R is often called "a language for statisticians built by statisticians." If you need an esoteric statistical model for your calculations, you'll likely find it on CRAN -- it's not called the Comprehensive R Archive Network for nothing, you know. For analysis and plotting, you can't beat ggplot2. And if you need to harness more power than your machine can offer, you can use the SparkR bindings to run Spark on R.
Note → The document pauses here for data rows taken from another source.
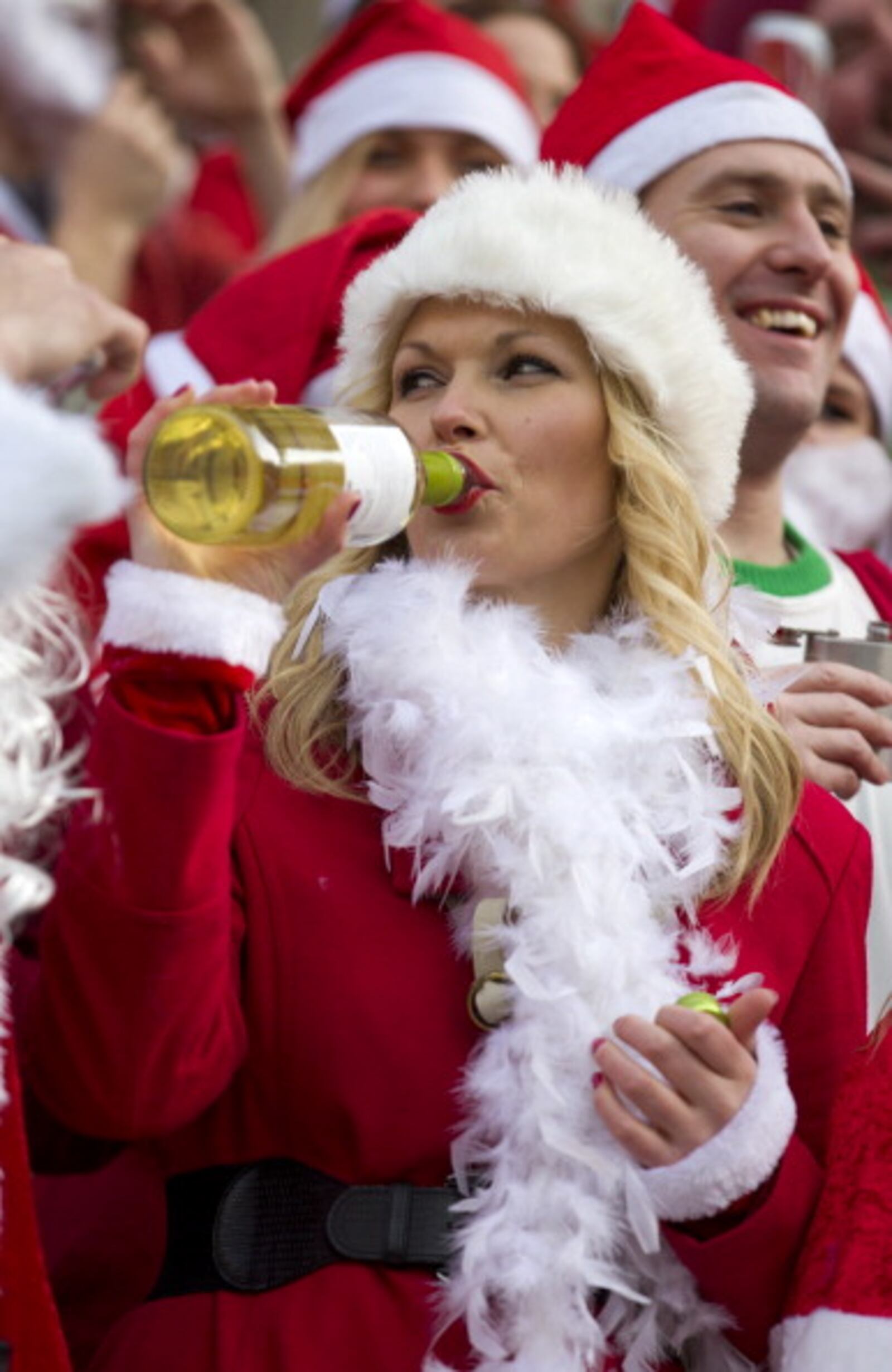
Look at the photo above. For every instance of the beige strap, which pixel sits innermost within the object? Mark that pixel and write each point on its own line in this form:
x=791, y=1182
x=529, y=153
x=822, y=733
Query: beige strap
x=491, y=995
However, if you are not a data scientist and haven't used Matlab, SAS, or OCTAVE before, it can take a bit of adjustment to be productive in R. While it's great for data analysis, it's less good at more general purposes. You'd construct a model in R, but you would consider translating the model into Scala or Python for production, and you'd be unlikely to write a clustering control system using the language (good luck debugging it if you do).

Python

If your data scientists don't do R, they'll likely know Python inside and out. Python has been very popular in academia for more than a decade, especially in areas like Natural Language Processing (NLP). As a result, if you have a project that requires NLP work, you'll face an embarrassing number of choices, including the classicNTLK, topic modeling with GenSim, or the blazing-fast and accurate spaCy. Similarly, Python punches well above its weight when it comes to neural networking, with Theano and Tensorflow; then there's scikit-learn for machine learning, as well as NumPy and Pandas for data analysis.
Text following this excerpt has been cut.